Le mythe du vampire a pris tellement de place ces dernières années. Tous les genres ont été abordés sous le spectre du vampirisme. On a bien sur la romance mièvre et adolescente de Twilight, le film de super héros dont Blade est l’incarnation parfaite, la série pour ados qui en dit plus que prévu comme Buffy contre les vampires. Mais aussi les classiques de l’expressionnisme de Nosferatu au Dracula de Coppola. Bref, tout a été vu au cinéma et cela vaut également pour la bande dessinée.


Azaléa

Du coup, à force de côtoyer ces êtres nocturnes suceurs de sang, on en est venu à s’intéresser plus à leur entourage. On s’est posé des vraies questions pratiques : Comment s’intégrer à une économie de marché ? Qui ramène les vierges ? Où les trouver ? Tous ces petits tracas du quotidien que nous, pauvres mortels, pouvons parfaitement gérer mais qui deviennent tout simplement irréalisables pour ces êtres trop puissants. On connaissait déjà Jonathan Harker, factotum de Dracula, héros gothique par excellence qui finalement prend dans le récit autant de place  que la créature à laquelle il est confronté en étant témoin et narrateur, mais il est bien loin de la classe de David Reid.

David est le « day man », ou bras armé diurne de la famille Virgo. L’une des grandes famille de vampires qui règnent dans l’ombre partout dans le monde. A charge d’éliminer les opposants, de régler les conflits ou de veiller à ce que tout se déroule sans problèmes, il est aussi garçon de course, secondé dans sa tâche par Casey Kennedy qui gère la partie financière. On se doute bien qu’il ne va pas s’agir là d’un job de tout repos mais tout commence à déraper quand David est chargé de récupérer Nybor, le jeune chien fou de la famille parti pour une nuit de beuverie et qu’il se retrouve en compagnie d’un cadavre de vampire, un membre de la famille rivale. A partir de là, tout s’enchaîne entre manipulations politiques, trafic de canines et l’apparition de dégénérés, des humains créant leur propre lignée vampirique sans l’aide des familles déjà présentes.
Au combat

 

Ce premier tome très prometteur réussit d’emblée à mettre en place un univers riche ainsi que des personnages attachants. Dans ce monde de faux-semblants le lecteur navigue aisément entre les clans et même si le schéma narratif reste classique, on se prend très vite au jeu. Le héros a juste ce qu’il faut de force et de faiblesse pour satisfaire le lecteur, montrant un courage hors du commun (pas tout le monde ne réussit à tuer un vampire à mains nues) mais aussi une certaine vulnérabilité et innocence face à une jeune fille en danger. Tout comme il redevient un enfant balbutiant quand il est confronté à la beauté immortelle d’Azaléa, la chef de  famille.

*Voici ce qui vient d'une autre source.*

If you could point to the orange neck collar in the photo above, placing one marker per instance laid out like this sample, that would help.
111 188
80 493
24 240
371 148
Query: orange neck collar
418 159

Le dessin quant à lui est dynamique et porte une action qui ne s’arrête jamais. Chaque posture est clairement étudiée, conférant aux vampires un effet de grandeur et de majesté tandis que visuellement David est celui qui se débat comme un beau diable pour être à leur niveau.

Il n’était pas évident de se lancer une énième histoire de vampires mais le pari est réussi. L’album mêlant avec brio action,  érotisme sous-jacent et guerre des gangs ne renouvèle pas le genre mais parvient à se démarquer et à offrir une lecture des plus plaisante.